3. Finally in the submission file, should we send only the anomalies detected or the top 100 scores, concerning the most possible abnormal events or could it be less/more?

You should not submit more than 100 predicted anomalies. The evaluation strategy is designed to penalize false positives. As such you should only submit N high confidence results, where N <= 100.

4. For the “timestamp”, what kind of format should we follow? In your evaluation page, you mention “<timestamp> is the relative time, in seconds, from the start of the video (e.g., 12.3456)” But in you testing data, you give the results “2 260 0.86”. Which one is correct? “260” vs “12.2456”?

The timestamp 260 refers to 260.0 seconds from the onset of the video, i.e. 4 minutes and 20 seconds into the video. If you look at video 2, you will see a car stopping on the side of the road around 4 minutes and 20 seconds into the video.

5. If our confidence scores are all binary value, like 0 or 1 of each frame, how do you handle this case?

The confidence score should be between 0 and 1. It is not currently used in the evaluation but may be used in the future. As such, it would be beneficial to include confidence scores if possible.

Track 3 Questions

1. In the challenges of multiple-object tracking, usually all the tracking methods under comparison need to be based on the same set of noisy detection results in order to be fair. Will there be any shared detection results provided, or should teams use their own detectors for testing?

A shared detection result will not be provided. The challenge is a holistic one, and does not focus on tracking quality alone. As such, teams may use any detection and tracking methods they choose.

2. Will information regarding the specific starting and ending time in real world for videos in Track 3 be provided? Such information is needed to properly perform multi-sensor tracking.

Task 3 asks that all vehicles that pass through all 4 checkpoints at least once are identified and tracked through those points. It does not assume that the vehicles pass through those points within the same trip, going from one location to another. As such, synchronization between recording locations or exact recording start and end times will not be needed to successfully solve this task.

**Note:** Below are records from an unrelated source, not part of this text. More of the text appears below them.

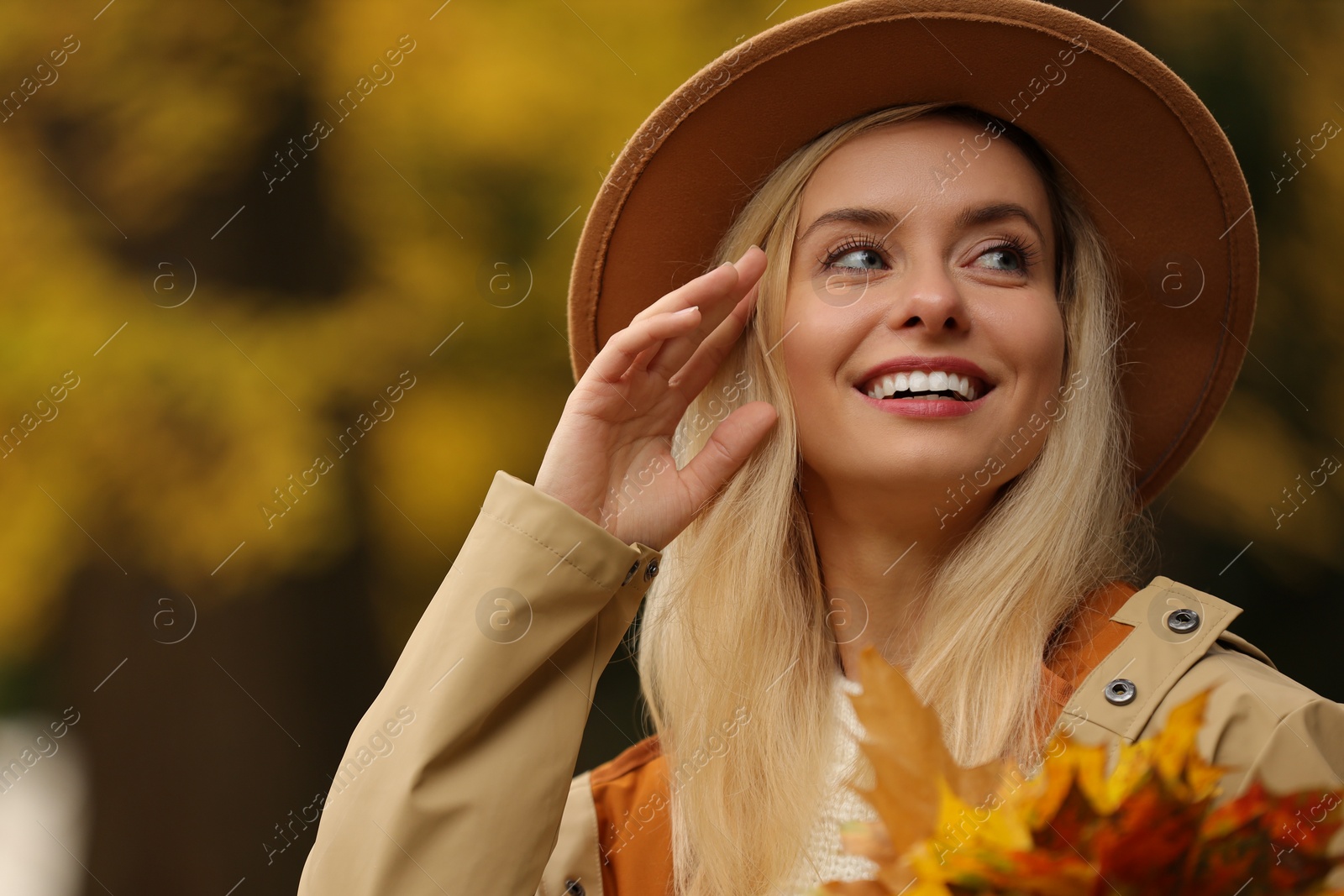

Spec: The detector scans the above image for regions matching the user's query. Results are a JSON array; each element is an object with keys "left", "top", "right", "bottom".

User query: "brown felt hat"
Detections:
[{"left": 569, "top": 0, "right": 1259, "bottom": 502}]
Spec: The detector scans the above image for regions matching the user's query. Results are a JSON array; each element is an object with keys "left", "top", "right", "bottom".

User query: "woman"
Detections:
[{"left": 300, "top": 0, "right": 1344, "bottom": 896}]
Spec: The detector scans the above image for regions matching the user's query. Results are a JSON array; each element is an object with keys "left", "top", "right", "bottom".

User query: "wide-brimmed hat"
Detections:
[{"left": 569, "top": 0, "right": 1259, "bottom": 502}]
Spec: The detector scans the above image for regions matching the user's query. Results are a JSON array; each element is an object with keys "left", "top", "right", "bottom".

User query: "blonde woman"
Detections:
[{"left": 300, "top": 0, "right": 1344, "bottom": 896}]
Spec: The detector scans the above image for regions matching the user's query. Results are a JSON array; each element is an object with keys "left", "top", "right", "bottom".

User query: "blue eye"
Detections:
[
  {"left": 822, "top": 237, "right": 885, "bottom": 270},
  {"left": 976, "top": 237, "right": 1039, "bottom": 275},
  {"left": 832, "top": 249, "right": 882, "bottom": 270},
  {"left": 979, "top": 249, "right": 1023, "bottom": 270}
]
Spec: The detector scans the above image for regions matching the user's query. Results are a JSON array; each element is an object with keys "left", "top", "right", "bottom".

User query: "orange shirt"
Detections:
[{"left": 590, "top": 582, "right": 1137, "bottom": 896}]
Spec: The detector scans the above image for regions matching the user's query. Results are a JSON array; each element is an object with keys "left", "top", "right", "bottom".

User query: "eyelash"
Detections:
[{"left": 817, "top": 233, "right": 1040, "bottom": 273}]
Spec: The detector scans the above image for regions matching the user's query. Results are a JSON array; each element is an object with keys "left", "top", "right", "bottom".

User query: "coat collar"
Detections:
[{"left": 1046, "top": 576, "right": 1252, "bottom": 743}]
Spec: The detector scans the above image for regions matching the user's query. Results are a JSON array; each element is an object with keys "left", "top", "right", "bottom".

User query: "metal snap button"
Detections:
[
  {"left": 1167, "top": 609, "right": 1199, "bottom": 634},
  {"left": 1106, "top": 679, "right": 1138, "bottom": 706}
]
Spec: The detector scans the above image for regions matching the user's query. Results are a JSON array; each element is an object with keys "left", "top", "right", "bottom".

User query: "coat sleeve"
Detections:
[{"left": 298, "top": 470, "right": 660, "bottom": 896}]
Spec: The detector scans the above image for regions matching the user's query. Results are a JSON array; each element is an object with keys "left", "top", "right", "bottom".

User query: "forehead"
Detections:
[{"left": 798, "top": 118, "right": 1050, "bottom": 233}]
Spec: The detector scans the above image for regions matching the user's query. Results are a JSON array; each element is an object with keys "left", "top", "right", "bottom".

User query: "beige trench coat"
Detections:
[{"left": 298, "top": 470, "right": 1344, "bottom": 896}]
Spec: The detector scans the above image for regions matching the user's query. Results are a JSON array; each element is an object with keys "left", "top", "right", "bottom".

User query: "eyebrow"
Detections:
[{"left": 797, "top": 203, "right": 1046, "bottom": 244}]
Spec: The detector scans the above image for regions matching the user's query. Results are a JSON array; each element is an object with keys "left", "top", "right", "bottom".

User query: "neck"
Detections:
[{"left": 800, "top": 464, "right": 992, "bottom": 679}]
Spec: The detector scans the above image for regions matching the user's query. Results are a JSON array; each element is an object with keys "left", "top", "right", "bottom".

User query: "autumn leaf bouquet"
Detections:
[{"left": 813, "top": 647, "right": 1344, "bottom": 896}]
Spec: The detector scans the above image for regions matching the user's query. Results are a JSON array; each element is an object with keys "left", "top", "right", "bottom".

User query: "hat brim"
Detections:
[{"left": 569, "top": 0, "right": 1259, "bottom": 502}]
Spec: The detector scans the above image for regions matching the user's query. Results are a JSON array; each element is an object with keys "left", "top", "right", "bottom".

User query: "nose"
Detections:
[{"left": 887, "top": 264, "right": 970, "bottom": 336}]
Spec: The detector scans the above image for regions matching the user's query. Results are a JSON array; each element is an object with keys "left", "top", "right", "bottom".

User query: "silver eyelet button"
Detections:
[
  {"left": 1106, "top": 679, "right": 1138, "bottom": 706},
  {"left": 1167, "top": 610, "right": 1199, "bottom": 634}
]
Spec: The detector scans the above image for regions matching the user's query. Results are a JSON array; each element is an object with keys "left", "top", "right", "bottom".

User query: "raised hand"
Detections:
[{"left": 536, "top": 246, "right": 778, "bottom": 551}]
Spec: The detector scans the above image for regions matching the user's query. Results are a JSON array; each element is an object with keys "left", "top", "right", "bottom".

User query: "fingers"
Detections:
[
  {"left": 632, "top": 246, "right": 764, "bottom": 322},
  {"left": 580, "top": 305, "right": 701, "bottom": 383},
  {"left": 664, "top": 276, "right": 759, "bottom": 401},
  {"left": 681, "top": 401, "right": 780, "bottom": 506},
  {"left": 648, "top": 246, "right": 766, "bottom": 380}
]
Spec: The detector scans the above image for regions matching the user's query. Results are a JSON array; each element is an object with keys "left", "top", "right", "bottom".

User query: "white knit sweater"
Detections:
[{"left": 781, "top": 673, "right": 878, "bottom": 896}]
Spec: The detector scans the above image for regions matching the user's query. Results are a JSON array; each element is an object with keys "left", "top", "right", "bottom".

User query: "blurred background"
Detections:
[{"left": 0, "top": 0, "right": 1344, "bottom": 896}]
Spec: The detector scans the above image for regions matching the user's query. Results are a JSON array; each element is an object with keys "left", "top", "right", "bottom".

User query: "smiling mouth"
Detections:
[{"left": 855, "top": 371, "right": 993, "bottom": 401}]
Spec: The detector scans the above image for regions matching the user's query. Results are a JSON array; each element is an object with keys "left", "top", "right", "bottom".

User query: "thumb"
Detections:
[{"left": 681, "top": 401, "right": 780, "bottom": 506}]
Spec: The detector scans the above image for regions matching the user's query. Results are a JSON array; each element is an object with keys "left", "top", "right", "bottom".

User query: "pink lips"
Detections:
[
  {"left": 853, "top": 354, "right": 995, "bottom": 417},
  {"left": 853, "top": 389, "right": 990, "bottom": 417},
  {"left": 855, "top": 354, "right": 993, "bottom": 394}
]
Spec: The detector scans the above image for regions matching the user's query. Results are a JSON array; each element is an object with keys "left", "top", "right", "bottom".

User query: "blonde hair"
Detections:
[{"left": 638, "top": 103, "right": 1138, "bottom": 896}]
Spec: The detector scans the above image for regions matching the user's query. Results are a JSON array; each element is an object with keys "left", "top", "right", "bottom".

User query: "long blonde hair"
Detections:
[{"left": 638, "top": 103, "right": 1140, "bottom": 896}]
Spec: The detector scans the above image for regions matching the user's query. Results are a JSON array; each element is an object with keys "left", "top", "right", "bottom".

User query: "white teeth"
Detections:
[{"left": 869, "top": 371, "right": 979, "bottom": 401}]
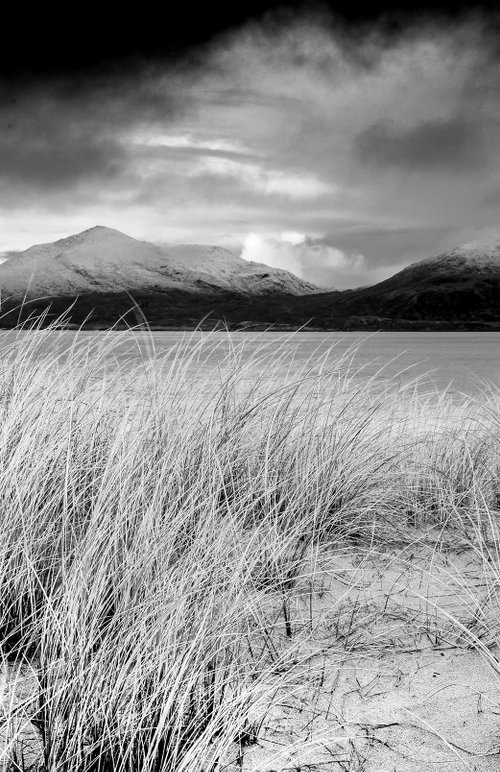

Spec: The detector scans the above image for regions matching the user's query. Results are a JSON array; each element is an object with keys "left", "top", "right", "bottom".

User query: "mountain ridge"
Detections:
[{"left": 0, "top": 226, "right": 500, "bottom": 330}]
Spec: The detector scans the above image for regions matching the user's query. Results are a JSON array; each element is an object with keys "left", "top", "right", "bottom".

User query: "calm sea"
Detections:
[{"left": 5, "top": 331, "right": 500, "bottom": 394}]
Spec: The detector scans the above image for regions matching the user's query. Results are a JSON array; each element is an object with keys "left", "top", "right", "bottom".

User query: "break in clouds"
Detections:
[{"left": 0, "top": 17, "right": 500, "bottom": 288}]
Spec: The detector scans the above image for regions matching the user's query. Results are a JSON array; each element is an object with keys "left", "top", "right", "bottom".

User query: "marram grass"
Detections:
[{"left": 0, "top": 322, "right": 500, "bottom": 772}]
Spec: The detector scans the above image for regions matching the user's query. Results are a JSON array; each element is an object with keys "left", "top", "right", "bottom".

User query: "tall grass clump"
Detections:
[{"left": 0, "top": 318, "right": 498, "bottom": 772}]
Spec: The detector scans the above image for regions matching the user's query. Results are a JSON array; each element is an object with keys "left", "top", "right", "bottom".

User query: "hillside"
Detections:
[
  {"left": 0, "top": 226, "right": 317, "bottom": 300},
  {"left": 0, "top": 227, "right": 500, "bottom": 330}
]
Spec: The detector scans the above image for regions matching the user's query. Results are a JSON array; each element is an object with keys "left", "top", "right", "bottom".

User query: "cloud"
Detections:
[
  {"left": 354, "top": 117, "right": 487, "bottom": 173},
  {"left": 241, "top": 232, "right": 378, "bottom": 289},
  {"left": 0, "top": 13, "right": 500, "bottom": 286}
]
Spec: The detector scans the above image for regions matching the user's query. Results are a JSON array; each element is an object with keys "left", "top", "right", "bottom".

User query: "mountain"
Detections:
[
  {"left": 0, "top": 226, "right": 318, "bottom": 301},
  {"left": 274, "top": 243, "right": 500, "bottom": 329},
  {"left": 0, "top": 227, "right": 500, "bottom": 330}
]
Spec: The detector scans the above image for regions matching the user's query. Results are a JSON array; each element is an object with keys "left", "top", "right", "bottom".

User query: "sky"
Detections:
[{"left": 0, "top": 4, "right": 500, "bottom": 289}]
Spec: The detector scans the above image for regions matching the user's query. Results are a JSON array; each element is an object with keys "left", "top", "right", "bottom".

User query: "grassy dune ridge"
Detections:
[{"left": 0, "top": 322, "right": 500, "bottom": 772}]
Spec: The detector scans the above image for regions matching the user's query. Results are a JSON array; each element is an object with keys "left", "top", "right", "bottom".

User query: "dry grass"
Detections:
[{"left": 0, "top": 316, "right": 500, "bottom": 772}]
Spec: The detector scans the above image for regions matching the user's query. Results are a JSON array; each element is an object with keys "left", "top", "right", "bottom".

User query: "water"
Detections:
[{"left": 0, "top": 331, "right": 500, "bottom": 394}]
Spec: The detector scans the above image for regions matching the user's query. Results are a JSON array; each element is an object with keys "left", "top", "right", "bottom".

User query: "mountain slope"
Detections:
[{"left": 0, "top": 226, "right": 318, "bottom": 300}]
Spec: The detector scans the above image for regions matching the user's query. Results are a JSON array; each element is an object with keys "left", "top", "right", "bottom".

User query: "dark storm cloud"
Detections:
[
  {"left": 354, "top": 117, "right": 487, "bottom": 171},
  {"left": 0, "top": 12, "right": 500, "bottom": 286},
  {"left": 0, "top": 71, "right": 182, "bottom": 194}
]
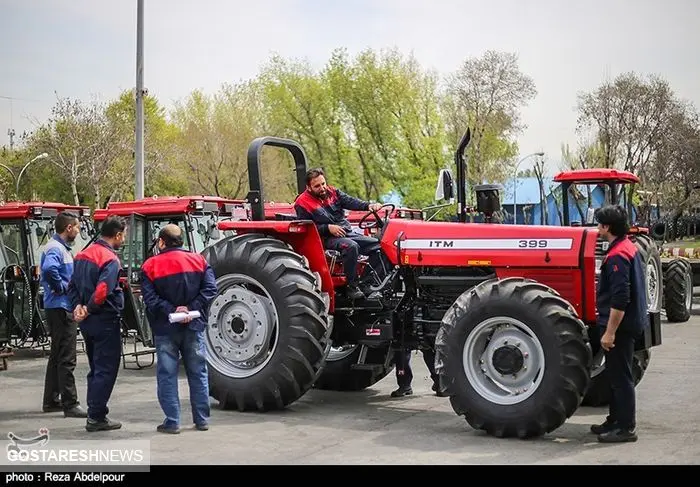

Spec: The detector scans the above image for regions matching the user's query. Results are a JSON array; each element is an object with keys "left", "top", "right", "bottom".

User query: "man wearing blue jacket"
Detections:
[
  {"left": 141, "top": 224, "right": 217, "bottom": 434},
  {"left": 40, "top": 212, "right": 87, "bottom": 418},
  {"left": 591, "top": 206, "right": 649, "bottom": 443},
  {"left": 68, "top": 216, "right": 126, "bottom": 432}
]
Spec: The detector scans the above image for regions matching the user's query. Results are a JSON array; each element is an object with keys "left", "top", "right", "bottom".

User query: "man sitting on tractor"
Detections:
[{"left": 294, "top": 168, "right": 382, "bottom": 299}]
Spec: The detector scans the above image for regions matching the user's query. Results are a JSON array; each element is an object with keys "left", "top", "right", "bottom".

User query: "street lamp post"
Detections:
[
  {"left": 0, "top": 152, "right": 49, "bottom": 198},
  {"left": 513, "top": 151, "right": 544, "bottom": 225}
]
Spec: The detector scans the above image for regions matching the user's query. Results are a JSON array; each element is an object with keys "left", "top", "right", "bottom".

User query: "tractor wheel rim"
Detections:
[
  {"left": 326, "top": 344, "right": 358, "bottom": 362},
  {"left": 647, "top": 260, "right": 659, "bottom": 311},
  {"left": 462, "top": 316, "right": 545, "bottom": 406},
  {"left": 205, "top": 274, "right": 279, "bottom": 379}
]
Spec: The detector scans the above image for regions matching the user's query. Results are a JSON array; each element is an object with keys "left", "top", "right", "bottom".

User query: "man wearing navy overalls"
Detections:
[
  {"left": 591, "top": 206, "right": 649, "bottom": 443},
  {"left": 141, "top": 224, "right": 217, "bottom": 434},
  {"left": 68, "top": 216, "right": 126, "bottom": 432}
]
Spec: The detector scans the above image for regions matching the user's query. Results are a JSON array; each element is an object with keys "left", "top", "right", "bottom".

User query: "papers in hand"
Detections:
[{"left": 168, "top": 311, "right": 201, "bottom": 323}]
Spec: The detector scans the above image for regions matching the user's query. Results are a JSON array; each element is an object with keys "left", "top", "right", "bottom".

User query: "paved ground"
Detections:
[{"left": 0, "top": 311, "right": 700, "bottom": 464}]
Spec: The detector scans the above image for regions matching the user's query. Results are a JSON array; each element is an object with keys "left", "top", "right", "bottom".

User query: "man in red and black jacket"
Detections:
[
  {"left": 141, "top": 224, "right": 217, "bottom": 433},
  {"left": 68, "top": 216, "right": 126, "bottom": 431},
  {"left": 294, "top": 168, "right": 382, "bottom": 299},
  {"left": 591, "top": 206, "right": 649, "bottom": 443}
]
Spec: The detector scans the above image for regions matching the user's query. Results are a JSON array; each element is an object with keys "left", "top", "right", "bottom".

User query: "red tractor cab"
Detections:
[
  {"left": 94, "top": 195, "right": 248, "bottom": 368},
  {"left": 554, "top": 168, "right": 693, "bottom": 322},
  {"left": 0, "top": 201, "right": 92, "bottom": 356}
]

3. What kind of cars are we looking for (car with green label, for example)? Are there any distinct characteristics, or the choice was completely random?

There are no distinct characteristics of the vehicles in question. As stated in track 3, the only requirement is that the vehicle must pass through each checkpoint (sensor location) at least once.

4. Are there more than 100 valid trackable moving cars? Should we submit those 100 that we are more confident for?

The evaluation strategy is designed to penalize false positives. As such you should only submit N high confidence results, where N <= 100.